Maliye Bakanlığı, 2020'de vadesi dolacak toplam 4,6 milyar dolarlık eurobond tahvil senetleri ödemelerinin, ülkenin döviz rezervlerini korumak amacıyla yapılmayacağını duyurdu.
Bu durum ülkeyi uluslararası finans kurumlarından hibe ve destek alma arayışlarına yönlendirdi.
Dış rezervler
Lübnan Merkez Bankası resmi verileri, ülkenin döviz rezervlerinin geçen Temmuz ayında aylık bazda yüzde 6,5 düşüşle 30,8 milyar dolara gerilediğini belirtti.
Döviz rezervleri 2019 yılında yıllık yüzde 7 düşüşle 37,77 milyar dolara düşerken, altın dahil toplam dış rezervler geçen yılın sonunda yaklaşık 51,66 milyar dolar olmuştu.
Genel borç
Lübnan, GSYİH değerinin yaklaşık yüzde 170'ine denk gelen 92 milyar doları aşan genel borç yükü altında bulunuyor.
Arap ülkesinin, 20 milyar dolardan fazla dış destek alması gerekiyor. Bu desteğin 11 milyarı 2018'de Paris'te düzenlenen "CEDRE" konferansı tarafından onaylanan, ancak henüz üzerinde anlaşmaya varılmamış bir ekonomik reform programı çerçevesinde verilmesi bekleniyor.
IMF görüşmeleri
Lübnan Ekonomi ve Ticaret Bakanına göre, salı günü meydana gelen patlamadan önce de içinde bulunduğu ekonomik kriz nedeniyle sıkıntı çeken Lübnan’ın Uluslararası Para Fonu (IMF) ile çalışması tek çözüm gibi duruyor.
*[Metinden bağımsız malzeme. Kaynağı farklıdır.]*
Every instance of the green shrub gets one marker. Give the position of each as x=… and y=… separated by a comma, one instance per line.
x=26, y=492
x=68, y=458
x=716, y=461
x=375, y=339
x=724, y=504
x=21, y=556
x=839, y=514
IMF ile Lübnan arasındaki müzakereler geçen günlerde durmuştu. 10 milyar dolarlık kredi için yapılan görüşmelerin durmasına ise Lübnan'daki ana siyasi partiler, merkez bankası, ticari bankalar ve milletvekilleri arasında gerginlik yaratan finansal kayıpların büyüklüğü konusundaki anlaşmazlığın neden olduğu ifade ediliyor.
Beyrut Limanı patlaması
Beyrut Limanı'nda 4 Ağustos'ta patlayıcı maddelerin bulunduğu 12 numaralı depoda önce yangın çıkmış, ardından tüm kenti sarsan çok güçlü patlama meydana gelmişti.
Lübnan Sağlık Bakanı Müsteşarı Rıza el-Musavi, söz konusu patlamada hayatını kaybedenlerin sayısının 154'e yükseldiğini, yaralı sayısının da yaklaşık 6 bin olduğunu açıklamıştı.
Lübnan hükümeti 5 Ağustos'ta patlamayla ilgili 5 gün sürecek bir soruşturma yapılacağını ve limanda 2014'ten bu yana depolama, koruma ve denetim işlerini yürüten tüm yetkililer hakkında ev hapsi ve yurt dışına çıkış yasağı getirildiğini açıklamıştı.
Patlamanın etkisiyle büyük zarar gören Beyrut Limanı, Lübnan'da tahıl, gıda maddeleri ve ilaçların tutulduğu en büyük depolama alanı olarak kullanılıyordu.